Quand vous écrivez ¨Encore qu’il y eut pendant des décennies des Magrébins, des Libanais de toutes confessions, des Iraniens et des Syriens, etc. dont personne ne parlait, preuve s’il en est de leur très bonne intégration. ¨ Ce n’est pas parce qu’on n’en parlait pas que c’est une preuve d’intégration. S’il est des preuves de non intégration, en voici quelques unes : Les grecs, les italiens, les juifs (hassidique surtout ou encore le maire de Westmont qui ne parle même pas un mot de français) ,qui sont ici depuis plusieurs générations et qui n’ont même pas l’envie, qui ne sentent même pas le besoin d’apprendre le français, surtout à Montréal (et encore plus parce qu’ils sont à Montréal, ville de plus en plus anglaise d’ailleurs) . Les grecs parlent grec et anglais; même chose pour les italiens pour l’anglais et l’italien . Et les hassidiques qui parlent l’anglais et le yiddish et qui ne s’abaisseront jamais à apprendre le français (sauf pour de très très rares exceptions) et encore moins envoyer leurs enfants dans des écoles françaises ni même anglaises. Si c’est ça l’intégration, aussi bien continuer et même encourager la ghettoïsation de tout immigrant qui fuit son pays pour une vie meilleure et les encourager à reproduire ce qui s’est passé dans leur pays d’origine. C’est quand il commence à tomber quelques gouttes qu’il faut sortir le parapluie, pas quand l’orage nous tombe dessus et qu’on est trempés jusqu’aux os.

Ce que je me demande, c’est si on peut faire un lien entre « fermeture à l’immigration » et « méconnaissance de l’immigration ». Ou autrement dit, y a t-il un lien entre le fait de s’opposer à l’immigration et le fait de vivre dans une ville, région, quartier… où il y a peu d’immigration?

Dans l’exemple de sondage cité dans cette chronique, cela fonctionnerait: plus d’opposants à l’immigration en Alberta, en régions (où il y a le moins d’immigrants).

Je ne sais pas si des études ont déjà été faites su ce lien, précisément, mais si oui, cela m’intéresserait d’en connaître les résultats.
Moi je suis en tous cas de ceux qui croient que ceux qui sont contre l’immigration, c’est parce qu’ils en ont peur, et qu’ils en ont peur parce qu’ils ne la connaisse pas: toute nouveauté, la méconnaissance…. font souvent peur…, c’est humain.

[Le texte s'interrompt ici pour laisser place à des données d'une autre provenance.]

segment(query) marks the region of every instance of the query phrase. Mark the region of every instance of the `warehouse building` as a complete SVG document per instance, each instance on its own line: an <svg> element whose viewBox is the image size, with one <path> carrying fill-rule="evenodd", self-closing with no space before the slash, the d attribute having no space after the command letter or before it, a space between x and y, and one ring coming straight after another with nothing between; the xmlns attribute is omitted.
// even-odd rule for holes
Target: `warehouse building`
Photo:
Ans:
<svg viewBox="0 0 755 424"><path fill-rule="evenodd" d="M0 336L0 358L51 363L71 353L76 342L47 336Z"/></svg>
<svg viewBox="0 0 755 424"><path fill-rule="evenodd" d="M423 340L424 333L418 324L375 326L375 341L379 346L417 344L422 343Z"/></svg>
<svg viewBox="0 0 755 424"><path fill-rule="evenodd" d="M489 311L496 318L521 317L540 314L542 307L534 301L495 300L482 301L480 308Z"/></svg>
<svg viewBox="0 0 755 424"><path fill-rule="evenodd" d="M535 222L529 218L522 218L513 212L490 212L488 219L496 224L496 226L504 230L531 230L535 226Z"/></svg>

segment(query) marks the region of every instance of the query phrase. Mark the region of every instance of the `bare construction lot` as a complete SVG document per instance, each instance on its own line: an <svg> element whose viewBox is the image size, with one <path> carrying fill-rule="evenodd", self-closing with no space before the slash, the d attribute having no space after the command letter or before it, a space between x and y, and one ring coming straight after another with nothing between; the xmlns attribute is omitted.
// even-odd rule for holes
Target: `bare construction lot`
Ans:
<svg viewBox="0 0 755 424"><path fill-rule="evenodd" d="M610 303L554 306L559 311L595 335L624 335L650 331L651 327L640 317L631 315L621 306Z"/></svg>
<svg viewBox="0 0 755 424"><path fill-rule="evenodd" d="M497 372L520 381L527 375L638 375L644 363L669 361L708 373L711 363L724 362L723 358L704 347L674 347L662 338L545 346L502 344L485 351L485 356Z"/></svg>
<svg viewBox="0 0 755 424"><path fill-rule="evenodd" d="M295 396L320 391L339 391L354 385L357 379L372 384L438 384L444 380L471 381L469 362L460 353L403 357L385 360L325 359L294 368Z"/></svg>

Je crois qu’il faut savoir faire la différence entre ¨ immigration ¨ et ¨ immigration massive ou forcée¨. La peur de l’étranger est réelle, comme vous dites, mais ça n’explique pas tout. Le Canada (y compris le Québec) reçoit (je n’ai pas les chiffres exacts) proportionnellement beaucoup plus d’immigrants que les USA et même la France. La crainte des Québécois vient plus du fait de l’incapacité d’intégrer convenablement les nouveaux arrivants quand le nombre est trop élevé. C’est la submersion qui fait peur et non pas l’arrivant comme tel.
Quand un peuple a peur de se reproduire, il a automatiquement peur de disparaître aussi, et c’est ce que représente une immigration massive incontrôlée.